Academic research

At the recent National Conference for Quality Assurance in International Journal Publications and Sustainable Research Management of the Philippine Association of Institutions for Research (PAIR) at Our Lady of Fatima University, I talked about the need for our universities to improve the journals they publish.

Because we live in an academic world of learned journals (more than a third of which are now online, by the way), we have to follow the standards required of the 16,000 journals listed by Thomson Reuters ISI or the 18,000 journals listed by Scopus. Otherwise, we will belong to the 25,000 other journals not taken seriously enough by scholars around the world to read them, much less cite them. (Unless we are cited, we will always score embarrassingly low in world university rankings. Even more important, unless we are read, scholars around the world will never get to use or to appreciate our brilliant insights and discoveries.)

What are some of the things both ISI and Scopus look for in a journal?

Timeliness of publication. Our journals have to come out on time. It makes no difference if a journal comes out quarterly or annually. The important thing is that it comes out when we say it will come out.

International editorial conventions. Our journals have to follow international editing practices, including style sheets (APA, Chicago, MLA, and so on), proofreading marks, and intellectual property rules.

English language bibliographic information. Because both ISI and Scopus are English-dominant, journals in other languages have to include English abstracts. One of my current advocacies is to have a Filipino-language journal, Malay, listed by either ISI or Scopus. Malay is already the most widely-read Philippine journal (accounting for 35% of the online readership of Philippine journals in any language, according to Google), but it is still not listed by ISI or Scopus because it was only recently that it published English abstracts.

Editorial content. Journal articles have to offer new findings or insights. They have to develop an argument with enough verifiable data. They have to have abstracts and keywords. Above all, they must never, never have any kind of plagiarized content nor violate any copyright laws. The kind of “cut and paste” mentality of many (if not most) of our students and even teachers has to be stopped.

International diversity of authors and editors. A university journal that features only articles written by faculty members of that university will never be taken seriously by anyone outside that university (and in many cases, not even by those inside the university). A university journal must feature mainly articles by scholars not only outside the university but outside the country. The first step in getting such articles is having an editorial board composed of scholars in major universities (those in the top 200 in the world). This is not hard to do if the editor joins email groups (or even Facebook) or regularly attends conferences abroad. Most foreign scholars agree immediately to being listed in an editorial board, because that adds to their own credentials.

Citation history of journal. To ensure that our journals are cited, they should first be read, and before they are read, they should first be available. In the past, it was extremely expensive to send copies of journals to libraries abroad. Today, with online journal publishing, it costs a university nothing to get its journals on online aggregations such as Philippine E-Journals and Philippine Journals Online (both of which, by the way, I initiated).

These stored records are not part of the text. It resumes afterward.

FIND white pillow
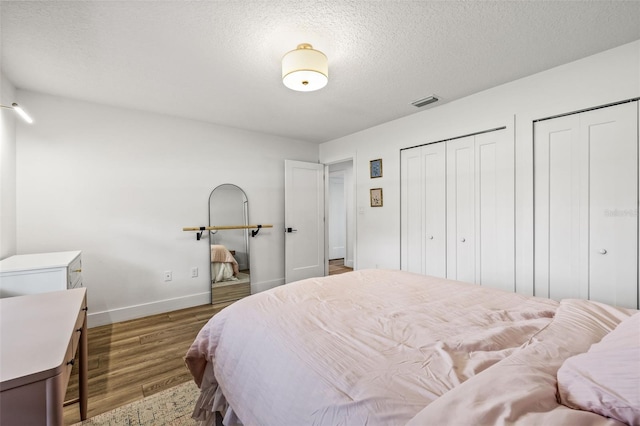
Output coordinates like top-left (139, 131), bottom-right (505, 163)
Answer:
top-left (558, 313), bottom-right (640, 425)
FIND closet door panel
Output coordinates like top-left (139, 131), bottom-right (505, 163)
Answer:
top-left (422, 143), bottom-right (447, 278)
top-left (400, 148), bottom-right (424, 274)
top-left (447, 136), bottom-right (476, 283)
top-left (475, 130), bottom-right (515, 291)
top-left (580, 103), bottom-right (638, 308)
top-left (534, 116), bottom-right (586, 299)
top-left (534, 102), bottom-right (639, 308)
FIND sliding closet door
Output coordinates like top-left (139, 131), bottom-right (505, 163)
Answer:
top-left (475, 130), bottom-right (515, 291)
top-left (422, 143), bottom-right (447, 278)
top-left (534, 102), bottom-right (638, 308)
top-left (400, 148), bottom-right (424, 274)
top-left (400, 143), bottom-right (446, 278)
top-left (447, 130), bottom-right (515, 291)
top-left (447, 136), bottom-right (476, 283)
top-left (580, 102), bottom-right (638, 308)
top-left (534, 115), bottom-right (588, 300)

Citation history of authors and editors. Once a journal fulfills all of the above requirements, the editor can start being more discriminative. Scholars on the editorial board must be famous, in the sense that they are often cited by other scholars. Authors that submit articles must also have a history of being cited often. It takes very little effort to find out if a person is cited. Just use Google Scholar.

Aside from these guidelines taken from ISI and Scopus, there are other commonsense actions we can take to ensure that we get into the mainstream of international knowledge production.

For example, universities can put a link to Philippine E-Journals or Philippine Journals Online on their websites. (By the way, a university that does not have a website simply does not count.)

Faculty members, not just editors, could email their colleagues outside the country about a journal issue when it comes out. The editor could compose a one-paragraph description that would be easy to forward.

The editor could start a blog about the journal, focusing on the articles in the latest issue. Even easier, editors and contributors could talk about the latest issue in Facebook and other social networks.

We have some of the most brilliant minds on the planet. Just think of Conrado Dayrit, who wrote in The Philippine Journal of Internal Medicine in 1992 about the benefits of virgin coconut oil. Because that journal had a very limited circulation, Dayrit was not credited worldwide with this discovery. Instead foreign researchers writing in Clinical Biochemistry in 2004 are said to be the first in the field.

Universities must step up and join the online world community of learned journals.